Filled to the bread-covered brim of one of the restaurant’s signature clay bowls and with bite-sized helpings of mixed vegetables, having previously shelled out for quinoa in its raw state, we can testify that Dh40 is nothing short of a steal in quantity alone. The quality, thankfully, is similarly second to none – to the degree that my dining partner, who began the evening with the caveat “I’m not really that hungry” does an about-turn and gets properly stuck in to the grainy goodness. We jokingly wondered if takeaway customers have to return the cute bowls after consuming their meal – a question to be answered another day, as we’ll likely be ordering out for a quinoa biryani in the future.

A nifty way to test out a newcomer against its rivals is by ordering a classic. Dispensing with any Indian naming variations – quite possibly in acceptance of the international clientele that Biryani Pot hopes to snare – the butter chicken was warm, creamy and tender.
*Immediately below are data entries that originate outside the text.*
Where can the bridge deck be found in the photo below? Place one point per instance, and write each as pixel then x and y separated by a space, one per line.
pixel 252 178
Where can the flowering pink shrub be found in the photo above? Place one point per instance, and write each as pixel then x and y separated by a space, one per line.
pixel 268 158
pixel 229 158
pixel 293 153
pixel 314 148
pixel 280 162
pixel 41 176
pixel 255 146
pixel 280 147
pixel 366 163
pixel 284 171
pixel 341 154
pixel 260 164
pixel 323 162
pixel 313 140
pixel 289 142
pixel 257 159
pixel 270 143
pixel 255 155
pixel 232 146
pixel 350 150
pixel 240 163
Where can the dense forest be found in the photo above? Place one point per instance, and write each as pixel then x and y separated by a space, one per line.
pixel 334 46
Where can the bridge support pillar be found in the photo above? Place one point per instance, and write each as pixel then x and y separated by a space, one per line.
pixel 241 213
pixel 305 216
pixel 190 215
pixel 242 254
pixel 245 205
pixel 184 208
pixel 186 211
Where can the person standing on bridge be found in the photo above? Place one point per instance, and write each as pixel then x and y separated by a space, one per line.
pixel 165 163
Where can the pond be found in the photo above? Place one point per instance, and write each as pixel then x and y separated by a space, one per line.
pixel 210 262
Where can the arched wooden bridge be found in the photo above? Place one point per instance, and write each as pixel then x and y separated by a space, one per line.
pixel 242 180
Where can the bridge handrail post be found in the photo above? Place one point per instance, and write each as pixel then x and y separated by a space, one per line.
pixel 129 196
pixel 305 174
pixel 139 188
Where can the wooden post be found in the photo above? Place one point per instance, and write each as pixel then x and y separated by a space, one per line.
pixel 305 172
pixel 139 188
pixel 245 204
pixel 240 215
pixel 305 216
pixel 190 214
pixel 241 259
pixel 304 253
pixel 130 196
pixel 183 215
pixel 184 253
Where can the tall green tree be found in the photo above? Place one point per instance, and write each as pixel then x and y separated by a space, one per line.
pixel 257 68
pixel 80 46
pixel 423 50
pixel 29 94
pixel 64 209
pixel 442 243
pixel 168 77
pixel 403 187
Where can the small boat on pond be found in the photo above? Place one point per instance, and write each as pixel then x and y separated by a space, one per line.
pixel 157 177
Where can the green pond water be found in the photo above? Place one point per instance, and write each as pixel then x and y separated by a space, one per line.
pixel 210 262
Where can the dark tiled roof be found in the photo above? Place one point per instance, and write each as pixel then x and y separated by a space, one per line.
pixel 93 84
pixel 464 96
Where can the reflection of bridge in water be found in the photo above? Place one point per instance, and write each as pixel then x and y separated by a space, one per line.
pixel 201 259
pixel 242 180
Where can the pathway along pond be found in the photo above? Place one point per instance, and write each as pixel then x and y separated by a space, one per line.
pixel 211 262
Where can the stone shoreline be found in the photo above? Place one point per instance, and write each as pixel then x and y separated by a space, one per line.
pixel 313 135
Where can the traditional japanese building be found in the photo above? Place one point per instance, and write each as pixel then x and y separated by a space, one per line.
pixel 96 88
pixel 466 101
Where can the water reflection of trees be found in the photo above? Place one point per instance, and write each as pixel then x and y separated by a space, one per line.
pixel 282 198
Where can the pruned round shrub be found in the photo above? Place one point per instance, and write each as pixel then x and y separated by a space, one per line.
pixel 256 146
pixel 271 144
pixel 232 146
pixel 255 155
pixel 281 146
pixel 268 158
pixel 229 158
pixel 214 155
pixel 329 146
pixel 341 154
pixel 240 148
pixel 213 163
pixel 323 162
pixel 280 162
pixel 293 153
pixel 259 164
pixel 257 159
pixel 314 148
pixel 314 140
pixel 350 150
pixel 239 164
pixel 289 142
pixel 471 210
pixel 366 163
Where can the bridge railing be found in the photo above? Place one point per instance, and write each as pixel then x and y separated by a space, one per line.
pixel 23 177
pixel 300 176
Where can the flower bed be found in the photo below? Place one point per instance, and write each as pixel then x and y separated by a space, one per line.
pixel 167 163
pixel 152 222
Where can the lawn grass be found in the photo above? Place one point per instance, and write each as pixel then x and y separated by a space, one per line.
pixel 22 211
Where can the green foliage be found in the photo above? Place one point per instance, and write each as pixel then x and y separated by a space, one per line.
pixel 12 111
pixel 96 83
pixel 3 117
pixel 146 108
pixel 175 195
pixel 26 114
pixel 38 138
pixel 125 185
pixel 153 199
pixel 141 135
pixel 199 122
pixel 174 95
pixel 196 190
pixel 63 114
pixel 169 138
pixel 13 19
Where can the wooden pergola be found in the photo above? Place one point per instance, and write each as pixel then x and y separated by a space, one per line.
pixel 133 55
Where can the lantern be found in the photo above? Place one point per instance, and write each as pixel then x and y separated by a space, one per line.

And all of the above really is fast food, too, arriving in under 10 minutes.

Desserts were presented in less generous measures, but priced bet­ween Dh10 and Dh12, perfectly agreeable, considering you’d have to be a glutton to have wanted to chew on any more by this juncture. The rasmalai, a small disc of cottage-cheese dumpling in condensed milk, compared very favourably to most versions we’ve sampled in the past. And the kheer – sweet, slow-cooked rice in milk – was a light-greenish concoction that had just the right amount of cardamom and saffron to avoid becoming overpowering.

Gourmet fast food has boomed out of almost nothing in recent years, but while burgers and the like have been extensively explored and given the treatment the world over, the middle ground is rather sparser for Indian cuisine. There’s not much else that successfully bridges the gap in Abu Dhabi between a plethora of backstreet secrets and high-end hotel dining. And, at less than Dh150 for more than what two average-sized eaters can manage to devour in a single sitting, Biryani Pot puts many posher, pricier Indian restaurants to shame.